In 2003 Andrew Wilkie resigned from the Office of National Assessments over the decision by Australia’s government to join the fight. But before quitting, Wilkie, as an analyst, had written a top-secret intelligence paper on the potential humanitarian impact of invading Iraq.

In June 2003, after Wilkie had been speaking out in the media and before parliamentary committees on Iraq, Bolt sought to discredit Wilkie’s expertise on the Iraq campaign. He wrote a Herald Sun column entitled “Spook misspoke” quoting from the ONA report:

“Andrew Wilkie sells himself as the spy who couldn’t be fooled over Iraq. He’s the one spook who didn’t buy what he calls the Howard Government’s ‘fairytale’ and ‘exaggerations’ about the threat of Saddam Hussein. But when I go through the only secret report that Wilkie ever wrote about Iraq as an Office of National Assessments analyst, I wonder just who fell for a ‘fairytale’.”

While Federal Police have been swift to raid the offices of the Labor Party in relation to leaks from the NBN, we gather Bolt’s office was never raided as part of the investigation into how he obtained such highly classified material. Bolt’s source is still unknown. According to Media Watch at the time, all copies of the report were supposed to be under lock and key, except for a copy given to then-foreign minister Alexander Downer’s office three days before the Bolt article was published.

Although Wilkie ultimately ended up in Parliament as the MP for Denison, Labor has kept up the battle to find out who the leaker was. The AFP conducted an investigation throughout late 2003 and 2004 into the leak but police made no arrests or prosecutions. Under freedom of information law, Labor MP Andrew Leigh sought a copy of the AFP report from the investigation in April 2015 and obtained a redacted copy, in which the names of the staffers in Downer’s office who had been interviewed as part of the investigation were removed.

Leigh had, correctly, speculated that Liberal minister Josh Frydenberg, then a staffer for Downer and John Howard, would be named in the document.

[Chilcot Inquiry: how Blair deliberately made the terror threat worse]

In late May, the case went before the Administrative Appeals Tribunal, which ultimately decided, to the objections of the staff involved, to publish the names in the report. While Bolt was seeking to use the document to discredit Wilkie, the report is a chilling insight into the AFP’s methods to attempt to track down a journalist’s source. Police accessed Downer and Frydenberg’s call records to hunt down the leaker but could not find any contact with Bolt at the time.
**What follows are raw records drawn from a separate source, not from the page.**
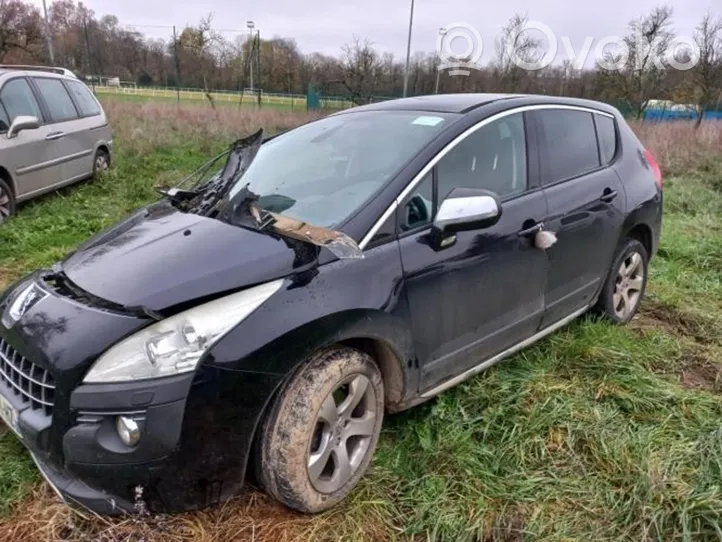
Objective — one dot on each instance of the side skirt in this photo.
(497, 358)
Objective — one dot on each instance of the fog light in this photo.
(128, 430)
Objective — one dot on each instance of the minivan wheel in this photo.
(101, 163)
(7, 201)
(626, 283)
(318, 438)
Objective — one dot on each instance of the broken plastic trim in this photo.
(340, 244)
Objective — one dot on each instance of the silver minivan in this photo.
(53, 132)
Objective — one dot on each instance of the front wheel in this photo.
(626, 282)
(7, 201)
(318, 439)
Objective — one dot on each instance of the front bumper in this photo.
(196, 429)
(76, 493)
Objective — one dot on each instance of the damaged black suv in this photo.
(264, 315)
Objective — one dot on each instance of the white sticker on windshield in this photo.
(427, 121)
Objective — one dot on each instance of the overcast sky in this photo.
(325, 25)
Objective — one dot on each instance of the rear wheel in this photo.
(318, 439)
(626, 283)
(101, 163)
(7, 201)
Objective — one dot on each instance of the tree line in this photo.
(199, 56)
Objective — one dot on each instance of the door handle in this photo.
(532, 230)
(608, 195)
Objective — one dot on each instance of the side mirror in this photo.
(23, 123)
(468, 209)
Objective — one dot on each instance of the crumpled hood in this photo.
(161, 257)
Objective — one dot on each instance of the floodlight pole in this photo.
(48, 37)
(408, 50)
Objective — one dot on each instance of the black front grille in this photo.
(33, 384)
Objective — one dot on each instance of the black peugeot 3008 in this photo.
(266, 313)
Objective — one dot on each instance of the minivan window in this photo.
(83, 98)
(492, 158)
(338, 164)
(18, 99)
(60, 105)
(607, 135)
(570, 143)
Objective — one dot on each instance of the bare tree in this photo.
(642, 76)
(360, 67)
(20, 29)
(707, 74)
(515, 44)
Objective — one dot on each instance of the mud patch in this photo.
(252, 516)
(701, 377)
(654, 315)
(508, 527)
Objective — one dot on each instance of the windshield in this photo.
(322, 172)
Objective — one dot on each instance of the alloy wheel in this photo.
(5, 203)
(342, 433)
(101, 163)
(628, 287)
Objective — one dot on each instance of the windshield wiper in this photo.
(206, 199)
The AFP report reveals Downer’s office had three copies of the report; the third was faxed to Downer staffer Craig Maclachlan, who was working with Frydenberg. The report suggests there was “nothing to link” the staffers’ calls at the time to Bolt. In the interview given to the AFP at the time, Frydenberg said he had locked the report in question in a safe overnight and then faxed it to Downer in the morning. Downer was said to have “disposed of the document in a suitable manner”. There were 84 copies of the report in circulation and “widespread non-compliance with document handling procedures”.

The AFP investigation ultimately found no direct evidence to suggest the document Frydenberg had was the source used in the Bolt article. The ONA document, while being top-secret, was “unremarkable”, according to the AFP, and Wilkie himself put much of its contents in the public arena before Bolt’s article.

While Bolt said he was going through the report, the AFP found that without any visual image “it cannot be categorically ruled out that he compiled his story without direct access”.

Wilkie again referred Bolt to the AFP when he again made reference to the report in an article in 2014, but the AFP said there was not enough evidence to warrant reopening the investigation. Following the damning Chilcot report released this week, Wilkie is now calling for a Chilcot-style inquiry into Australia’s involvement in Iraq:

“Frankly, the blood of the Australians killed in the 2005 Bali bombing, and in the Lindt Cafe siege and elsewhere, is on their hands. These matters have never been properly investigated in Australia and there remains a pressing need for an inquiry similar to Chilcot.”